Le langage est truffé de chilénismes, du parler des rues, il n'est pas grossier proprement dit mais surtout l'expression d'un certain ressentiment. Pas évidente la traduction ! Il y a un extrait, que je mets en « citations » (p.23) où on a la version originale en italiques, suivie de ce que le traducteur
François Maspero qualifie de traduction approximative. Une remarque : pourquoi traduire « chimangos » par « charognards » ?

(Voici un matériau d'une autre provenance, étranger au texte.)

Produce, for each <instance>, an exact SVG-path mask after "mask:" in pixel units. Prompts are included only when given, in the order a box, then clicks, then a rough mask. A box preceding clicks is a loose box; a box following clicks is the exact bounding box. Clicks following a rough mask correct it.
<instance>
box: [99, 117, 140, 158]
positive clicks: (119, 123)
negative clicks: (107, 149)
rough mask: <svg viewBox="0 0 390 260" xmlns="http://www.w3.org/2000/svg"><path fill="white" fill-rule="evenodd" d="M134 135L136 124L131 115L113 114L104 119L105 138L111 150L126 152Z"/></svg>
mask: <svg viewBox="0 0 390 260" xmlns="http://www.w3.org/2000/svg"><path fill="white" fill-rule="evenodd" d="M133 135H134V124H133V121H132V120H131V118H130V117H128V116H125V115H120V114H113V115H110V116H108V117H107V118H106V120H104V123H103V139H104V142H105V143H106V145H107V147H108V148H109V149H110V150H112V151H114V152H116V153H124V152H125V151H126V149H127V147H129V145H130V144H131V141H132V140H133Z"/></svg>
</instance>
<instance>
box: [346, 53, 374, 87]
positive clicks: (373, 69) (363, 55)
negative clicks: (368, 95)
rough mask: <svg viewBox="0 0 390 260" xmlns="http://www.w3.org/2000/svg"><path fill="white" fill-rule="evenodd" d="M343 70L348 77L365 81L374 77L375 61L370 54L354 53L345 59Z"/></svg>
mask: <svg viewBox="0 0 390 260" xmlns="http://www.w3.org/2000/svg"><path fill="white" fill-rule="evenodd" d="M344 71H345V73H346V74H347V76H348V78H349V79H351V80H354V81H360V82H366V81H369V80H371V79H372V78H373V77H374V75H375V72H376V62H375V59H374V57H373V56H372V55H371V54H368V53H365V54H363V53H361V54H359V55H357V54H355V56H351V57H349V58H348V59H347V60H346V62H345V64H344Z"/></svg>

Luis Sepúlveda a été libéré de prison grâce à
Amnesty International. Il a quitté le Chili en 1977 décidé à s'investir dans la lutte armée. Il a énormément voyagé dans divers pays d'Amérique Latine mais aussi au Mozambique, Angola, Cap Vert… Il a participé à la révolution sandiniste contre Somoza. En 1981, il s'est installé à Hambourg où il a vécu quatorze ans.
Quelle est la part de fiction et de réalité aussi bien dans l'oeuvre, que dans la biographie de Luis Sepúlveda ?
Peu importe. Que ce soit le conteur ou l'homme, il a conquis mon coeur.
Un nom de torero est une bonne entrée en matière pour appréhender la personnalité de ce grand auteur singulier. Juan Belmonte revient en 2017 avec Fin de l'histoire.
Luis Sepúlveda prévoyait une suite quand la mort l'a fauché, en avril 2020, après un festival littéraire à Lisbonne. Il fait partie de la première vague des victimes du COVID.
Verόnica, l'amour de Belmonte, est Carmen Yañez, la femme de Sepúlveda, qu'il a épousé deux fois, la première en 1971 au Chili, et la deuxième en Espagne. Ils se sont remis ensemble en 1997.
Je m'en vais de ce pas lire
Histoire d'une mouette et du chat qui lui apprit à voler.